There's all the other things you get used to taking care of on your own: handling the kids; sorting out the hassle of a dishwasher that's leaking (I once managed to flood the flat below ours in a rush of misplaced confidence); putting up shelves; arranging school collections and doctors' consultations. A lot of the time you're not quite sure where your partner is or when they might call next. Typically, that phone call comes in the middle of a bath time or at a particularly awkward moment, but you answer because you don't know when the next call might be, and you try to sound cheerful.

At the back of your mind is a nagging concern that one day you might receive an unsettling phone call, reporting that something has gone wrong. You might try to push this thought aside, viewing it as a pointless exercise. Nevertheless, it doesn't mean that your children aren't giving this the occasional quiet consideration.
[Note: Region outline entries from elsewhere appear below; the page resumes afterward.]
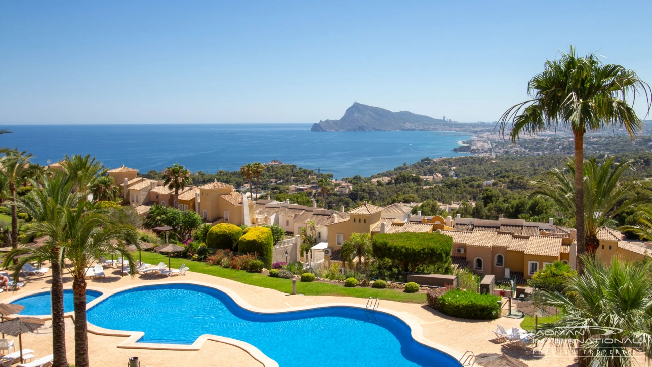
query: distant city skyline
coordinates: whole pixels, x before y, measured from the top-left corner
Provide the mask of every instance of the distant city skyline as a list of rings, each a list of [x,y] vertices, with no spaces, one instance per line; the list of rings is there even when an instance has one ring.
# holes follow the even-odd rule
[[[6,1],[0,125],[312,124],[356,101],[493,121],[571,44],[652,83],[646,14],[642,1]]]

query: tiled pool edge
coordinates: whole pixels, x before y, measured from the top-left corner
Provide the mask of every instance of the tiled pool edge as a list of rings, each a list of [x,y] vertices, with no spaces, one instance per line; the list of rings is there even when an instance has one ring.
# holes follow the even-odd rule
[[[323,308],[327,307],[350,307],[355,308],[364,309],[364,306],[357,304],[349,304],[344,302],[337,302],[337,303],[327,303],[321,304],[318,305],[312,305],[306,306],[300,306],[300,307],[291,307],[289,308],[283,308],[283,309],[276,309],[276,310],[269,310],[259,308],[250,304],[248,302],[244,300],[239,295],[236,293],[235,291],[232,291],[228,287],[223,287],[220,285],[217,285],[215,284],[211,284],[209,283],[205,283],[201,281],[157,281],[147,284],[134,284],[132,285],[129,285],[127,287],[123,287],[122,288],[119,288],[117,289],[113,289],[111,291],[106,290],[98,290],[98,291],[102,291],[102,295],[99,297],[95,298],[93,301],[87,303],[86,304],[86,310],[89,310],[93,307],[98,303],[102,302],[104,299],[108,298],[112,295],[123,292],[125,291],[128,291],[129,289],[133,289],[135,288],[142,288],[156,285],[166,285],[170,284],[190,284],[194,285],[199,285],[201,287],[206,287],[209,288],[213,288],[216,289],[221,292],[224,292],[228,296],[229,296],[233,301],[240,307],[247,310],[252,312],[256,312],[258,313],[280,313],[288,311],[303,311],[308,310],[314,310],[318,308]],[[91,289],[89,287],[89,289]],[[95,290],[95,289],[92,289]],[[24,296],[25,295],[22,295]],[[20,297],[18,297],[20,298]],[[389,310],[383,308],[378,308],[376,310],[377,312],[383,312],[389,315],[391,315],[398,319],[401,320],[405,323],[408,327],[410,328],[410,334],[412,338],[417,343],[422,344],[424,346],[428,347],[430,348],[433,348],[439,351],[439,352],[448,355],[452,358],[456,360],[459,360],[462,357],[462,353],[456,350],[452,349],[448,347],[434,343],[430,340],[426,339],[423,336],[423,329],[421,325],[415,321],[413,319],[408,319],[404,317],[402,317],[400,313],[402,312],[396,311],[392,310]],[[115,330],[106,329],[104,328],[100,328],[93,325],[93,324],[88,323],[88,331],[93,334],[96,334],[98,335],[105,335],[108,336],[126,336],[127,338],[118,344],[117,347],[119,348],[126,348],[126,349],[160,349],[160,350],[169,350],[169,351],[198,351],[201,349],[201,346],[203,345],[204,343],[207,340],[213,340],[215,342],[218,342],[220,343],[224,343],[226,344],[230,344],[235,347],[237,347],[245,352],[246,352],[252,358],[261,363],[265,367],[278,367],[278,364],[274,360],[268,357],[259,349],[256,347],[242,342],[241,340],[237,340],[235,339],[231,339],[230,338],[224,338],[223,336],[219,336],[216,335],[211,334],[203,334],[197,338],[195,342],[191,345],[181,345],[181,344],[164,344],[164,343],[137,343],[137,342],[145,335],[145,333],[140,331],[125,331],[125,330]]]

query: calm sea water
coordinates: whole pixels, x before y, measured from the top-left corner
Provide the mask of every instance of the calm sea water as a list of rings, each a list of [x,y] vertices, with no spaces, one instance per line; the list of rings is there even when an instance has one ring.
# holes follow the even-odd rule
[[[310,124],[59,125],[5,127],[0,146],[17,147],[55,162],[64,155],[91,154],[108,167],[146,172],[175,162],[195,172],[234,170],[253,161],[278,159],[321,167],[336,178],[379,173],[452,151],[471,138],[458,133],[379,131],[312,133]]]

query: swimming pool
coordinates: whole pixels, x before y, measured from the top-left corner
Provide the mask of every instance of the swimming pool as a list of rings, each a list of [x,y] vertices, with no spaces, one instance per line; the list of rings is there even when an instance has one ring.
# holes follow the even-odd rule
[[[86,303],[101,295],[101,292],[87,289]],[[25,310],[18,313],[21,315],[41,316],[52,313],[52,298],[50,296],[49,291],[21,297],[10,303],[22,304],[25,306]],[[72,289],[65,289],[63,291],[63,311],[64,312],[70,312],[74,310],[75,305]]]
[[[280,367],[457,367],[452,357],[416,342],[397,317],[364,309],[329,307],[258,313],[226,293],[190,284],[151,285],[112,295],[87,311],[89,323],[141,331],[139,343],[192,344],[202,334],[246,342]]]

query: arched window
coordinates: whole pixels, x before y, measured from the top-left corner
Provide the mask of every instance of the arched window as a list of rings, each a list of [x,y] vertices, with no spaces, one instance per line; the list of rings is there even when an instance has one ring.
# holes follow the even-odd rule
[[[482,257],[476,257],[475,258],[475,260],[473,261],[473,268],[476,270],[482,270]]]

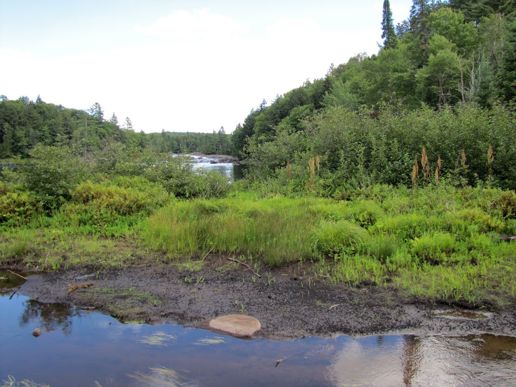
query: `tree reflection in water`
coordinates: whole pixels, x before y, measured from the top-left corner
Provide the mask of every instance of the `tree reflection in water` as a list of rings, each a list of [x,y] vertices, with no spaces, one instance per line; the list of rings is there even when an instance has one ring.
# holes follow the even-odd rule
[[[40,328],[47,331],[60,328],[65,335],[72,332],[72,318],[79,311],[66,303],[45,303],[28,300],[20,317],[20,326],[37,321]]]

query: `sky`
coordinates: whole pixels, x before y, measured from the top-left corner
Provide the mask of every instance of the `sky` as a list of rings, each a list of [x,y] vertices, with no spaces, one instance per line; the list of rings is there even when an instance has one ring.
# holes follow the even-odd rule
[[[412,0],[391,0],[395,24]],[[100,104],[146,133],[231,133],[263,99],[378,51],[383,0],[0,0],[0,94]]]

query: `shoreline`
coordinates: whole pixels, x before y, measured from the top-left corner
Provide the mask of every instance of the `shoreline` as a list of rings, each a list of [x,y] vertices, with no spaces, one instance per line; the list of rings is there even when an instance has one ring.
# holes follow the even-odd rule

My eldest son once asked me, 'What will happen if Daddy dies?' I replied, trying to reassure him, that it wasn't going to happen. He persisted with the question, so I eventually told him that it would be extremely difficult if it did happen, but we would have to cope with it somehow. He then asked me, 'Do you think if he died I could have his watch?' I was caught off guard and didn't know how to react, whether to be amused or overcome with emotion.

You build a network of other women because they're the only ones who truly get it. Sometimes they're geographically local, living on the same estate, making it easy to meet up for a glass of wine and a good old moan; sometimes they're just a quick WhatsApp message away ("Talk to me Goose," responds one friend whenever I send her a frantic "Arghhh!"). These are the women you can turn to for help; the ones you're not embarrassed to be honest with because they understand where you're coming from; they've been in similar situations themselves.

One mate keeps a letter she drafted to her husband two years ago when things were particularly rough, telling him she was planning to leave if things didn’t sort themselves out. It's a relief to know I'm not the only one who's written a similar missive. You don't share these details with the wider world because, to them, you need to appear as though everything's okay. "I don't know how you do it," said one non-military mate to me once – but what choice do you have?

To be honest, we, the wives and families, don't have a choice.

We didn't enlist in the military and, to be honest, the military doesn't really think about us – we're more of a hindrance to be sorted out; unfortunate by-products. But we're involved too. We're in this thing together, even if we're not keen on it.